Companies aren’t charged for the time a voice assistant isn’t answering calls. Instead of paying for licenses and staff to scale operations, companies can adopt a usage-based pricing model, allowing them to only pay for the services they use.

Investing in customer-led voice assistants enables contact centers to answer thousands of calls simultaneously, scale quickly, answer calls efficiently, and effectively manage peaks in call volume.

Customer Story

Landry’s Golden Nugget Hotels & Casinos scaled its operations at a time when hiring and retaining agents was an ongoing challenge.

Landry’s launched a PolyAI voice assistant to answer front-desk calls at the Golden Nugget Las Vegas property, which saved them from missing out on $600,000 in revenue in just one month by handling front-desk calls and hotel reservations. That’s almost $7.2m a year!

The assistant now takes hotel room reservations over the phone and has expanded across all Golden Nugget properties.

3.Empowering agents

42% of workers consider leaving their role because they do not believe their current job is using their skills and abilities well.
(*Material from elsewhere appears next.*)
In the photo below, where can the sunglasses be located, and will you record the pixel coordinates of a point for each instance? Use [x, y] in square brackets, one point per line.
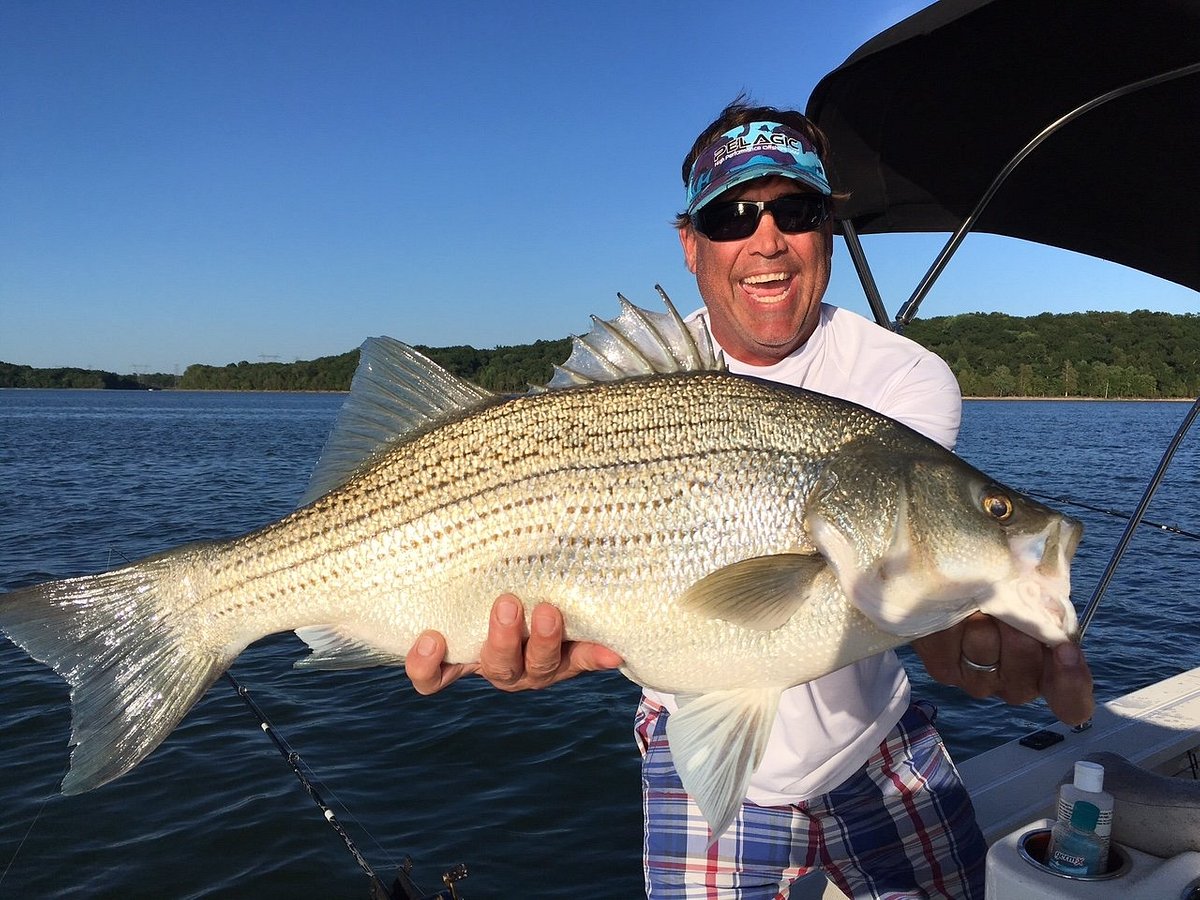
[737, 220]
Agents that are empowered with the right resources, knowledge, and skills to resolve customer problems have greater job satisfaction and are more likely to deliver positive customer engagements.

Customer-led voice assistants work with agents to resolve customer problems efficiently. If a voice assistant needs to transfer to an agent, it will send the information gathered from the conversation in a structured and usable format. An efficient handover empowers agents to resolve the issue, dramatically reducing call duration and improving customer experience.

Conclusion

The high attrition rate in contact centers is a persistent problem that significantly impacts the quality of customer service, productivity, and agent well-being. Companies can mitigate this problem by investing in customer-led voice assistants to reduce call volume, scale phone support, and empower agents to deliver better customer experiences.